The Pinhole Resource Collection became part of the permanent collection of the Photo Archives of the New Mexico History Museum in 2012. This research archive is has the largest collection of pinhole photography and paraphernalia in the world with over 6,000 photographs, cameras, documents and books, as well as an entire run of Pinhole Journal. The NMHM has a website with images available to be searched by author’s/artist’s name, and also includes education resources and a blog.

So what is it about the pinhole image – why would anyone want to make photographs with a lens-less camera…? Renner and Spencer, in the book comment that: ‘describing the mystery of pinhole images is difficult, the concepts of soul, depth, yearning, timelessness, and archetypal feeling all contribute to the kind of visual reality produced, one perhaps only seen in a dreamlike state.’

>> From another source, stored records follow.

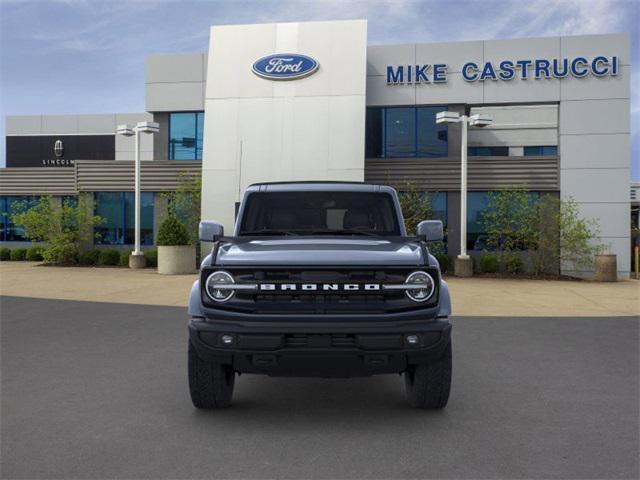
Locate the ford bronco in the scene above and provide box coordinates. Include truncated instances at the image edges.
[189,182,451,409]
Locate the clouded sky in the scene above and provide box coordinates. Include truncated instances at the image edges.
[0,0,640,179]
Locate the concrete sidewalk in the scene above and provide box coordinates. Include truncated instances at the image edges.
[0,262,640,317]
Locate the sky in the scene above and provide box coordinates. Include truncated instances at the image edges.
[0,0,640,180]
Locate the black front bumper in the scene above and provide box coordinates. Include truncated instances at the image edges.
[189,318,451,377]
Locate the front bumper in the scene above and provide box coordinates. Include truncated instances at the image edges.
[189,318,451,377]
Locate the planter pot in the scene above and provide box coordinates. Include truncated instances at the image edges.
[594,255,618,282]
[158,245,196,275]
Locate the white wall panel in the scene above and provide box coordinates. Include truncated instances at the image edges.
[560,168,630,203]
[78,115,116,134]
[578,203,630,238]
[5,115,42,135]
[560,99,630,135]
[367,44,416,76]
[415,73,484,105]
[481,78,561,103]
[146,82,205,112]
[366,75,416,106]
[145,53,205,83]
[41,115,78,135]
[560,133,630,169]
[202,21,367,229]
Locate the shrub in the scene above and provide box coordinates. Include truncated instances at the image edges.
[480,253,500,273]
[118,250,131,267]
[144,250,158,268]
[480,188,538,251]
[504,254,523,273]
[158,214,189,246]
[436,254,449,273]
[42,243,80,265]
[161,172,202,244]
[11,195,103,264]
[98,250,120,265]
[25,247,42,262]
[80,249,100,265]
[9,248,27,261]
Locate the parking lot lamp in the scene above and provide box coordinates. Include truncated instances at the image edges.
[436,111,493,277]
[116,122,160,268]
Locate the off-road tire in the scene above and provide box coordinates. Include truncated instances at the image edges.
[189,342,236,409]
[404,342,451,409]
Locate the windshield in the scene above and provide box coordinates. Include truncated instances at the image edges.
[239,192,400,236]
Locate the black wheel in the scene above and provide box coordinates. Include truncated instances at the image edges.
[189,342,236,409]
[404,342,451,409]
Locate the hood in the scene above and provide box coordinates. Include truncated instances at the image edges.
[216,237,424,266]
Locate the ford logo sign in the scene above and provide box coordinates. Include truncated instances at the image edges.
[251,53,319,80]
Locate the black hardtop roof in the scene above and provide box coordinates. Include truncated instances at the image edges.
[247,180,395,192]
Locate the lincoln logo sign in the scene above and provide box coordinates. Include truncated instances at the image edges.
[387,55,620,85]
[53,140,64,158]
[251,53,319,80]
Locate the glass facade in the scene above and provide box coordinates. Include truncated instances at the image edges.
[524,145,558,157]
[169,112,204,160]
[365,106,448,158]
[0,196,38,242]
[95,192,154,245]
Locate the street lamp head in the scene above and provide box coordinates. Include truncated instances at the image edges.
[436,112,460,123]
[469,113,493,127]
[136,122,160,133]
[116,124,135,137]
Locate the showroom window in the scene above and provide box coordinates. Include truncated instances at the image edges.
[467,192,540,251]
[467,147,509,157]
[365,106,448,158]
[95,192,154,245]
[0,196,38,242]
[524,145,558,157]
[169,112,204,160]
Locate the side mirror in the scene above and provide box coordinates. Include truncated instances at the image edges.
[198,221,224,242]
[416,220,444,242]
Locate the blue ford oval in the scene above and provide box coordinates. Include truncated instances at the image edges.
[251,53,319,80]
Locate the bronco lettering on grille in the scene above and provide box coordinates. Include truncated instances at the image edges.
[259,283,382,292]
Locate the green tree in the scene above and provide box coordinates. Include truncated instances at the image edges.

We both felt privileged to have been selected for this book and exhibition and felt excitement at the opportunity to be recognised for our long practice in this worldwide movement.

Whilst much of our contemporary work centres on the camera obscura each year we participate in the yearly World Pinhole Day in late April – SEE our 2015-submission post HERE.

In the late 1990s I (Doug Spowart) was to state that: “pinholing creates images by simplicity, there is no techno-pretence; the images speak as murmurings, incantations of nostalgia, of mystique and memory; they are incisive and nebulous simultaneously; the process is an enigma.”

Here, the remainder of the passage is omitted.